# MK4 rev limiter



## MKVjettawlfsburg (Jan 20, 2011)

I have a 2001 wolfsburg Jetta 1.8T and im wondering what the rev limiter is set at stock and at what RPM is the engine actually safe to? Anybody got any ideas?


----------



## nAAArow 6 (Jul 20, 2010)

I would say that your engine stops making power after 5,500-5,600 rpm and if you want to play safe shift @ 6,000rpm.

Don't try to be cool like the JDM crowd and hit your rev limiter:banghead: Not good for the life of your engine.


----------



## MKVjettawlfsburg (Jan 20, 2011)

Well im wondering because i was gonna try and hit it once just to see if my car has a ecu upgrade or not.


----------



## Dragon1.8T (Mar 25, 2011)

well im sure you know the phrase redlining. Even though my car is right outside i cant remember if the red starts at 6500 or 6700 but thats where the rev limiter should take effect if the car hasnt been chipped. I literally just got apr stage 1 like 2 hours ago and it revs higher. try it out and see bro


----------



## MKVjettawlfsburg (Jan 20, 2011)

Dragon1.8T said:


> well im sure you know the phrase redlining. Even though my car is right outside i cant remember if the red starts at 6500 or 6700 but thats where the rev limiter should take effect if the car hasnt been chipped. I literally just got apr stage 1 like 2 hours ago and it revs higher. try it out and see bro


Is the APR ecu upgrade worth the $ ??


----------



## lorge1989 (Sep 3, 2008)

MKVjettawlfsburg said:


> Is the APR ecu upgrade worth the $ ??


You can rev safely to 7 or 8 grand. Just don't shift up there if you have an O2J transmission (aka 5 speed). Also I wouldn't do this all the time because **** will break. 
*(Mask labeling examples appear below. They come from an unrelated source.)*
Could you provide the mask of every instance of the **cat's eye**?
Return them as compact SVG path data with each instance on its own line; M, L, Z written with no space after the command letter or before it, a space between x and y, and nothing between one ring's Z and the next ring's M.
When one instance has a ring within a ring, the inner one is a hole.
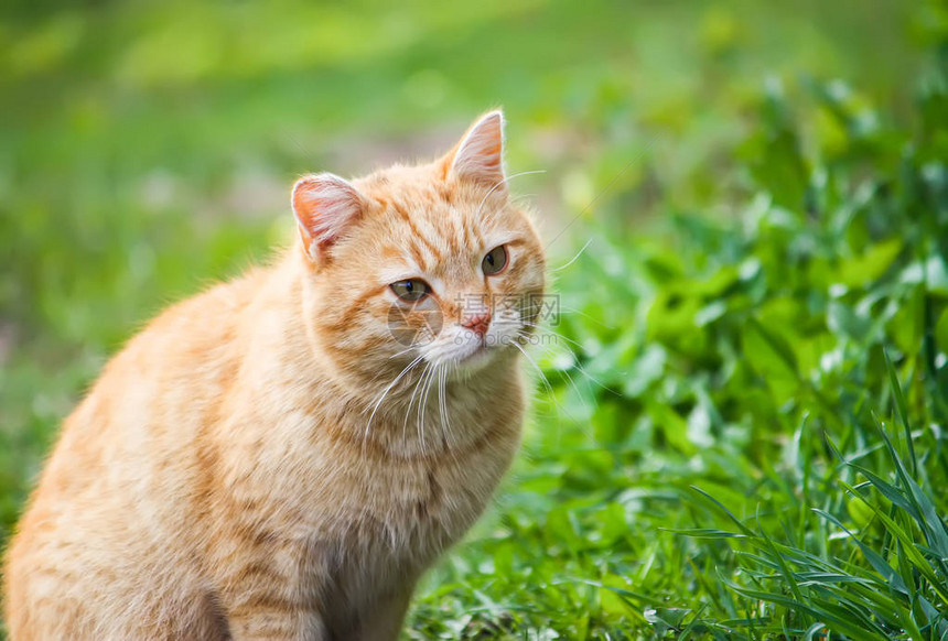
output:
M507 248L503 245L488 251L481 261L481 269L488 276L499 274L505 267L507 267Z
M389 286L396 296L409 303L420 301L431 293L431 287L421 279L398 281L397 283L391 283Z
If you are wondering the stock rev limiter for most 1.8ts it is about 6,750 rpm.


----------



## volxwagen (Apr 4, 2011)

Does "curiosity killed the cat" ring a bell?? are you really going to rev the engine to see if it bounces off the limiter or not?? now when it doesnt you just proved to yourself, that you are a dumbass, almost killed your motor, and possilby destroyed wats left of your bearings...

Lets put a knife in the wall outlet to see if it has live current.. -_- let me know how it goes for you... ill be busy checking to see if my engine can run on no oil for 2 months  just as a test..


----------



## MKVjettawlfsburg (Jan 20, 2011)

volxwagen said:


> Does "curiosity killed the cat" ring a bell?? are you really going to rev the engine to see if it bounces off the limiter or not?? now when it doesnt you just proved to yourself, that you are a dumbass, almost killed your motor, and possilby destroyed wats left of your bearings...
> 
> Lets put a knife in the wall outlet to see if it has live current.. -_- let me know how it goes for you... ill be busy checking to see if my engine can run on no oil for 2 months  just as a test..


WTF?? im not doing it for fun you retard


----------



## jaso028 (Aug 12, 2007)

:laugh:


----------



## rex_racer (May 19, 2001)

The engine will cut out when you hit the actual redline. Unfortunately, unlike a japanese car, you can't bounce the tach. I believe I was able to get it to 7200 before reaching the cut off. I believe the redline on the dash cluster itself is at 6800. However, as others have stated, if you're on a stock turbo you won't see much power past 6000rpm, let alone redline. However in an autox/track situations the extra room to rev comes in handy. The head is really the limiter on safely revving the motor out past 7500. The 1.8T forum can give further specifics on that.


----------



## jazzcat2001 (Mar 17, 2004)

there are safer ways of telling if your car has an ecu upgrade

find someone local with vag com and have them plug in to your car


----------



## brodijohnston (Nov 18, 2016)

Can a mk4 gti get a rev limiter to the rpms bounce at like 4000


----------